= Han Dingxiang =

Chinese Roman Catholic bishop

John Han Dingxiang (韩鼎祥; May 17, 1937 – September 9, 2007) was an underground Roman Catholic bishop of Yongnian, a division of Hebei province, in China. Han was detained for much of his ministry for his loyalty to the Vatican as opposed to the Chinese government-controlled Roman Catholic Church.

==Early life==
Han Dingxiang was born on May 17, 1937, in Hebei province in northern China. In 1960, Han was sentenced to and served 19 years in a Chinese labor camp during the rule of Mao Zedong. It is not known whether his sentence was related to religious activity.

==Catholic Church==
Han was ordained a Roman Catholic priest in 1986. He was elevated by the Vatican to the Bishop of Yongnian Diocese in 1989 just three years later. Han recognized the pope as head of the Chinese Catholic Church, not the government in Beijing. The Chinese government requires that all members of Christian denominations register and worship in state sponsored churches. By law, Christians of all denominations must worship in state-registered churches. Chinese Catholics, such as Han, who recognize the Pope in Rome as head of the Church must worship in underground churches, often called house churches.

The Chinese government allows Chinese Catholics to recognize the Pope in Rome as a spiritual leader. However, the government rejects the notion that the Vatican alone has the authority to appoint bishops. The Chinese government often appoints its own bishops to its state controlled Catholic Church. Bishops appointed secretly by the Vatican must practice underground or risk detention and arrest.

Han Dingxiang was detained on eleven separate occasions during his tenure as Bishop of Yongnian. Han last arrest took place in November 1999.
Han was reportedly caught leading a religious retreat for Catholic nuns in Shijiazhuang, the capital of Hebei.

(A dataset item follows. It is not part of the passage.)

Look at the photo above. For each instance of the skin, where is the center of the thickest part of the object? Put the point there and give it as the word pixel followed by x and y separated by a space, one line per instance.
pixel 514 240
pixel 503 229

Han was still under house arrest or other forms of detention stemming from his 1999 arrest at the time of death in 2007. He had served over eight years and had been kept in several locations, including a housing complex for Chinese police and their families.

Han Dingxiang died on September 9, 2007, at a hospital in China while still in police custody. He was being treated for an undisclosed illness, which was reportedly lung cancer. His family had only recently been notified about his poor health. Han was reportedly cremated and buried just six hours after his death.

The Cardinal Kung Foundation, a Catholic monitoring group based in the United States, urged the Vatican to investigate Han's death.